Mark Stephens unseats incumbent councilman


Mark Stephens went door-to-door prior to Patton Borough elections to encourage community members to vote for him. Stephens’ won the election last Tuesday.

Brandon Zeris, Editor-In-Chief

Pitt-Johnstown senior Mark Stephens lost in Pitt-Johnstown’s Student Government Association presidential election in April, but that didn’t discourage him seeking political office.

Stephens’ second election in six months brought a better result than his first when he secured a Patton Borough Council seat Nov. 5 by just nine votes, supplanting two-term incumbent Richard Resko — who is also Stephens’ neighbor, two houses away.

Stephens has served on Pitt-Johnstown’s Student Government Association for the last four years, and he went into the Patton Borough +race as an underdog, running against Resko, who served on the council for the last eight years.

Evidently the voters wanted a change — perhaps a younger, fresher perspective, Stephens said.

“I think people wanted someone young to get involved,” said Stephens, who won a four-year term on the borough council.

Stephens said he was confident at the start of Election Day but became a little uneasy when he drove past the Patton Volunteer Fire Co., where the borough’s polling center was, at about 10:30 a.m. and saw his opponent greeting voters.

“He was out there from 7 a.m. until 6:45 at night,” Stephens said. “He did not take a break.”
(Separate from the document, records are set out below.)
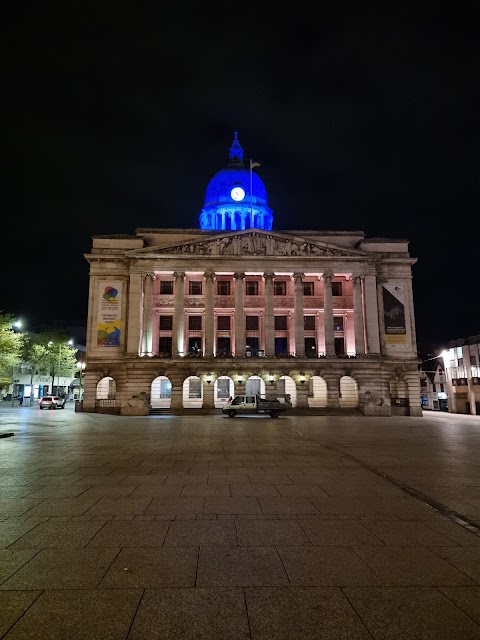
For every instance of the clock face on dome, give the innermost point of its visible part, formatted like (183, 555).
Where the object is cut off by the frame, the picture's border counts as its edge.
(237, 193)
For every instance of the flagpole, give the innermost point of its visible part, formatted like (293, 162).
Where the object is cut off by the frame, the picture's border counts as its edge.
(251, 199)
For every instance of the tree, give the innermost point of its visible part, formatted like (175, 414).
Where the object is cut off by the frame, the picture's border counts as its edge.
(11, 346)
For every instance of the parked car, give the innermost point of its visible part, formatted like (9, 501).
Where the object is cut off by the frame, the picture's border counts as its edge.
(51, 402)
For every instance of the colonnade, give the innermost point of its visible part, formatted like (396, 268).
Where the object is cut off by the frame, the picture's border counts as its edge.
(365, 310)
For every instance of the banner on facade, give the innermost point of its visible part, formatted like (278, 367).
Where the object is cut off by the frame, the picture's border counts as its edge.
(394, 315)
(109, 325)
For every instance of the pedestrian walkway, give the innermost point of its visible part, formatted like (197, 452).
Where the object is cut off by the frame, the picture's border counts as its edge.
(208, 528)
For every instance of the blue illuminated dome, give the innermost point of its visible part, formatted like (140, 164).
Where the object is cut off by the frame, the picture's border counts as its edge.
(236, 198)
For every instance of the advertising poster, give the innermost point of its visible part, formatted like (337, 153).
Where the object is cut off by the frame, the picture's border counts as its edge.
(109, 326)
(394, 315)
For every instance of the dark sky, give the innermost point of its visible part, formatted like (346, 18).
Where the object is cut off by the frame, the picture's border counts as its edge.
(116, 118)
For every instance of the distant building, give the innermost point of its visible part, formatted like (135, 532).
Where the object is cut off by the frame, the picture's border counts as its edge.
(192, 316)
(461, 360)
(433, 386)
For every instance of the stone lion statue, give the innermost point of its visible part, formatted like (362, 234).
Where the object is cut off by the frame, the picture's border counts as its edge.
(136, 406)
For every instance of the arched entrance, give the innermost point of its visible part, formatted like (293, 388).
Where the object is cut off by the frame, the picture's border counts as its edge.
(348, 393)
(223, 389)
(192, 393)
(254, 385)
(286, 384)
(317, 393)
(161, 393)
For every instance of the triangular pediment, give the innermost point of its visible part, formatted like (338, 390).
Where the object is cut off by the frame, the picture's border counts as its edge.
(251, 242)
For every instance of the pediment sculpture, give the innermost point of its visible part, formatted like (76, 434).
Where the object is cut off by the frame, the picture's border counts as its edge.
(254, 244)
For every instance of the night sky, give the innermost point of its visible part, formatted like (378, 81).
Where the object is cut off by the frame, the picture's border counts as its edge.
(117, 118)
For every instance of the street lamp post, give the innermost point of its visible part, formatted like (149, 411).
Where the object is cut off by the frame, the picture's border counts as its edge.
(81, 367)
(15, 325)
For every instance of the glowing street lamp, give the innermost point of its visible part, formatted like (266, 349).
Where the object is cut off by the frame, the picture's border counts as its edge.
(81, 368)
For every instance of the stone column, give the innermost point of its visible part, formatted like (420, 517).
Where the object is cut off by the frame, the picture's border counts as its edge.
(208, 395)
(209, 278)
(147, 336)
(332, 379)
(381, 317)
(413, 386)
(239, 315)
(328, 314)
(358, 316)
(302, 394)
(299, 328)
(371, 315)
(134, 314)
(269, 316)
(177, 379)
(178, 347)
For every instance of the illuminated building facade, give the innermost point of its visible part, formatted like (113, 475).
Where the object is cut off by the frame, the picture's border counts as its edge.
(188, 317)
(461, 360)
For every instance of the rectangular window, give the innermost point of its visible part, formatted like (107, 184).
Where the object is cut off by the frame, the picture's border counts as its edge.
(194, 388)
(166, 323)
(223, 287)
(223, 347)
(339, 346)
(281, 346)
(338, 323)
(310, 348)
(308, 288)
(166, 286)
(194, 345)
(309, 323)
(195, 287)
(165, 389)
(165, 345)
(223, 388)
(195, 323)
(252, 345)
(336, 288)
(223, 323)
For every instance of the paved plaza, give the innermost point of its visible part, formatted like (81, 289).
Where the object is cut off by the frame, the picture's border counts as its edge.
(211, 528)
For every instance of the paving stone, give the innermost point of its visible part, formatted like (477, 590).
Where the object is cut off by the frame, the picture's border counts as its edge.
(13, 605)
(240, 567)
(131, 533)
(120, 506)
(465, 598)
(466, 559)
(233, 505)
(191, 614)
(413, 613)
(59, 535)
(412, 566)
(341, 533)
(201, 533)
(61, 569)
(312, 613)
(176, 506)
(79, 615)
(310, 566)
(144, 568)
(258, 533)
(12, 560)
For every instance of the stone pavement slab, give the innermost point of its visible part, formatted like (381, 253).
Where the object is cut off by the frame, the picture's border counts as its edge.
(198, 527)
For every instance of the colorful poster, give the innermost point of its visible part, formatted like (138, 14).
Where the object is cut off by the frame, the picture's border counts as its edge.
(109, 326)
(394, 315)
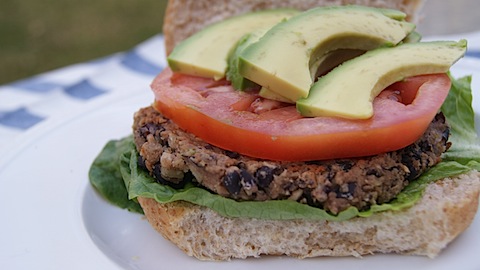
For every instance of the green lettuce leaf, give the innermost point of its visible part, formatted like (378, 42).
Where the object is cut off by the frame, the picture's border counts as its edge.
(464, 157)
(461, 118)
(106, 178)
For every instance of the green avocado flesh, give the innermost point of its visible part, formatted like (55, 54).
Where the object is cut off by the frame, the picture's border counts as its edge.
(116, 177)
(205, 53)
(372, 72)
(282, 59)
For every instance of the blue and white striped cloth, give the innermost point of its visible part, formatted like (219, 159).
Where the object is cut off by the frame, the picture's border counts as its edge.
(29, 102)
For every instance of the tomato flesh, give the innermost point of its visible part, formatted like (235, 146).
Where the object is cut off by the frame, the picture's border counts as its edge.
(223, 117)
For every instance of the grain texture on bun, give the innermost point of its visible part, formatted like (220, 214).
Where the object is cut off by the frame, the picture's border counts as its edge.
(185, 17)
(216, 201)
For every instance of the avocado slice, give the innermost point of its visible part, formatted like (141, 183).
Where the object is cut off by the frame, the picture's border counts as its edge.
(348, 90)
(233, 75)
(205, 53)
(281, 60)
(319, 68)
The polls closed at 8 p.m. and the results were posted about an hour later on Cambria County’s election results website.

Stephens said he was at his parents’ home with his mother, father and grandfather when he saw that he had won.

“I was sitting there nervously refreshing the page. When it came up, I called my mom over, I scrolled down and said, ‘Oh my gosh, I won.’ I was so darn happy, I was jumping and running around the house,” he said.

A total of 167 votes were cast for the council seat.

Stephens said he relied on posting yard signs printed with his name, and door-to-door campaigning to gain support, per Cambria County Commissioner Tom Chernisky’s advice.

“He would call me probably at least twice a week, bugging me to campaign, telling me to go door-to-door,” Stephens said. “He also told me to watch what I said online, things like that.”

Chernisky said Stephens helped him campaign for his race two years ago and returned the favor by giving him some tips. He said Stephens has what it takes to be successful.

“He’s an asset to Cambria County and an asset to Patton,” Chernisky said. “He needs to do a million little things for the people. He needs to be brutally honest and to listen to them.”

Stephens said he plans to run for Cambria County commissioner at some point in the future.